In the U.S., 70% of consumed food passes through a cold chain, an uninterrupted series of temperature-controlled storage and distribution activities. Globally, maintaining these cold chains consumes one-sixth of all electricity generated and produces 30 billion metric tons of CO2 per year. Traditional vapor-compression heat pumps have low efficiencies, use refrigerants with a high global warming impact, and are unable to provide dynamic cooling capacity.
A new technology will dramatically change this picture by first complementing, and eventually replacing, vapor-compression cycles.
With support from the National Science Foundation (NSF), Colorado-based Rebound Technologies has developed IcePoint, a cooling system that incorporates a novel freeze-point suppression cycle.
Like all heat pumps, IcePoint changes the state of a refrigerant, which absorbs heat at a low temperature and then releases it at a higher temperature.
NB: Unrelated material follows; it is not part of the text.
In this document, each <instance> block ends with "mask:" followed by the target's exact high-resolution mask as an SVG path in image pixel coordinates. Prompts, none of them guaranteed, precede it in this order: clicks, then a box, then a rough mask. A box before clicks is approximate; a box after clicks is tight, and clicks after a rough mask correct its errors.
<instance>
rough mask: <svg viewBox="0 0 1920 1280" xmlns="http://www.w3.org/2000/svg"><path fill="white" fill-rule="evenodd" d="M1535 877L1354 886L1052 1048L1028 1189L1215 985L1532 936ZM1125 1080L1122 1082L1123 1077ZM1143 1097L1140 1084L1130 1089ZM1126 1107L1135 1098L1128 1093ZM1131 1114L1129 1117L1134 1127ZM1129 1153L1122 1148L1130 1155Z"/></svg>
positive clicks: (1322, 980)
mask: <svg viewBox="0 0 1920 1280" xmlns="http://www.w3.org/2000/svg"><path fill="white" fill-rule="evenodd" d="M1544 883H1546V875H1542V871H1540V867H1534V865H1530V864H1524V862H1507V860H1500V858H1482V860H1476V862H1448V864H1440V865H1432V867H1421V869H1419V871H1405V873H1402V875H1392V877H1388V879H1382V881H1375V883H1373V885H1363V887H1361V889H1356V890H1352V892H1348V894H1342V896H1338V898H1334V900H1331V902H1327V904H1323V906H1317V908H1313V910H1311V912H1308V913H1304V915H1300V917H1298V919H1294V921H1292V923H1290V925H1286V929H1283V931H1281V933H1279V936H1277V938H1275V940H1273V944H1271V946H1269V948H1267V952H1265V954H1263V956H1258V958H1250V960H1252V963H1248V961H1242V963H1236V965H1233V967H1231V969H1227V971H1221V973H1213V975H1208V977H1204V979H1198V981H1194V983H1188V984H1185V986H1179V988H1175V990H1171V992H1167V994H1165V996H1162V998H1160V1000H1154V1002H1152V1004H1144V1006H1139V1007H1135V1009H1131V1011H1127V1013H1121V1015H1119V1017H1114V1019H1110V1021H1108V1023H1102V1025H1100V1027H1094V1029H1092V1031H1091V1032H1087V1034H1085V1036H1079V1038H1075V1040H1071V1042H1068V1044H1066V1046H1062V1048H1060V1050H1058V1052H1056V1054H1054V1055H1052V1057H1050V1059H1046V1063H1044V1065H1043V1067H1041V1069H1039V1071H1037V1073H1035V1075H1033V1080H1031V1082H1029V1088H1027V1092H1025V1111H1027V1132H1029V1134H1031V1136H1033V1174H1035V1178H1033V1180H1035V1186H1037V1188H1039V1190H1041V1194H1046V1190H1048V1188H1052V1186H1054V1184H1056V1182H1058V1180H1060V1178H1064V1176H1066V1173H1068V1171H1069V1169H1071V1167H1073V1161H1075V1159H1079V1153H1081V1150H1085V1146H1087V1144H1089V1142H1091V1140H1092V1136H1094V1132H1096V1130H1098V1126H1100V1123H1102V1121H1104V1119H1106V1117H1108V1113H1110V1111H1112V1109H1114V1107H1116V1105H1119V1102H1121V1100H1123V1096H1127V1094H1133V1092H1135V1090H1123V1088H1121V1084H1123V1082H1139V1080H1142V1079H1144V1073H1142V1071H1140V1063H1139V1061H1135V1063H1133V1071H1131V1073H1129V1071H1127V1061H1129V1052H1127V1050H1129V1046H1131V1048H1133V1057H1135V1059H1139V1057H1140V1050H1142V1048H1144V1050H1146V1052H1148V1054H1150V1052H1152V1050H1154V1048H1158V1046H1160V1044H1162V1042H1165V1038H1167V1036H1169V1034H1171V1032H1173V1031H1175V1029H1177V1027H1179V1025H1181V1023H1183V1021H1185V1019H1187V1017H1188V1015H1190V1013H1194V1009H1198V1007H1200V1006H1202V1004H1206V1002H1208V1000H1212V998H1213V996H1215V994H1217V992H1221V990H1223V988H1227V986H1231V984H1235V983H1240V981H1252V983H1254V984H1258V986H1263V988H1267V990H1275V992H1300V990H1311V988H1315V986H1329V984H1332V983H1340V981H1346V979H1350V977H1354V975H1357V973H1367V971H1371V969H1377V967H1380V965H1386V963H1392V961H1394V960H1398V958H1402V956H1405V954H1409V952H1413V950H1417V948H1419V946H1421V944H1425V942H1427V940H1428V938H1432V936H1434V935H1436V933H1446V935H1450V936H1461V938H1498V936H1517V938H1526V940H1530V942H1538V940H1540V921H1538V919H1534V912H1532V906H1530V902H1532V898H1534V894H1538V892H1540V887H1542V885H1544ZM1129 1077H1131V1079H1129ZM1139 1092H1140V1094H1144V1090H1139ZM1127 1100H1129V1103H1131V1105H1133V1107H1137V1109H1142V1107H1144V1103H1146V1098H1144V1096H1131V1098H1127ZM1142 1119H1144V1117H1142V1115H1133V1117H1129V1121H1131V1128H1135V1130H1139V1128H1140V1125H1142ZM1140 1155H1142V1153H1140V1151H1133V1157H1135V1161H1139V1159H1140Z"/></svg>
However, instead of changing refrigerant pressure, the freeze-point suppression cycle alters the refrigerant’s chemical composition to change its freezing point.
The freeze-point suppression cycle uses water as a refrigerant in the presence of a freeze-point suppressant (FPS) (Figure 1). As heat is absorbed from the refrigerated space, refrigerant, in the form of ice, melts and dilutes the FPS-water mixture. The mixture, now with a lower FPS concentration, is separated into pure water and concentrated FPS. The water is then frozen, which releases heat. Next, the ice and the concentrated FPS are mixed, completing the cycle.
Key to the freeze-point suppression cycle is the spontaneous endothermic effect that occurs when ice is mixed with a concentrated FPS. This effect occurs at steady conditions inside a tank where ice and concentrated mixture are added while dilute mixture is removed (Figure 2). The sensible heat added to the tank by the ice, incoming concentrated mixture, and incoming heat from the refrigerated space are all balanced by the high latent heat of fusion of the ice.
IcePoint can be integrated into existing industrial freezer systems to provide dynamic capacity (28–140 tons of refrigeration) and superior efficiency. These characteristics can dramatically improve energy utilization and food supply through the entire global cold chain.
The FPS cycle offers several key benefits over traditional vapor-compression cycles, including: it uses a natural refrigerant with no global warming potential (GWP); it provides dynamic cooling, enabled by the use of storable refrigerants throughout the cycle; and its highly thermodynamically efficient nanofiltration separation process increases overall efficiency by 35%. Recent advances in precision controls, membranes, membrane modules and pressure recovery devices drive FPS cycle innovation.
Lineage Logistics, the second-largest cold storage company in the world, installed the first IcePoint pilot unit in March 2018. Pilot data demonstrated an adjusted coefficient of performance (COP, a ratio of useful cooling provided to work required) of 3.12±0.09 at a temperature as low as –22°F, compared to a typical COP of 2.0 for conventional equipment.
“This is among the most significant developments in industrial refrigeration that we’ve seen,” says Alex Woolf, Principal Data Scientist at Lineage. “It provides dynamic cooling capacity, while avoiding peak energy. No other cooling technology offers such flexibility, and IcePoint accomplishes it with a huge COP improvement.” Lineage anticipates a commercial unit will provide $275,000 annually in increased earnings, 80% of which are due to increased throughput of product frozen at their facilities.
IcePoint allows companies to perfectly match their cooling demand throughout the day. “IcePoint offers a promising alternative to vapor compression that will yield a significant boost in earnings for food processors,” says Russell Muren, Rebound Technologies CTO and inventor of the cycle.
This technology was funded through the NSF Small Business Innovation Research Program.
This article was prepared by the National Science Foundation in partnership with CEP.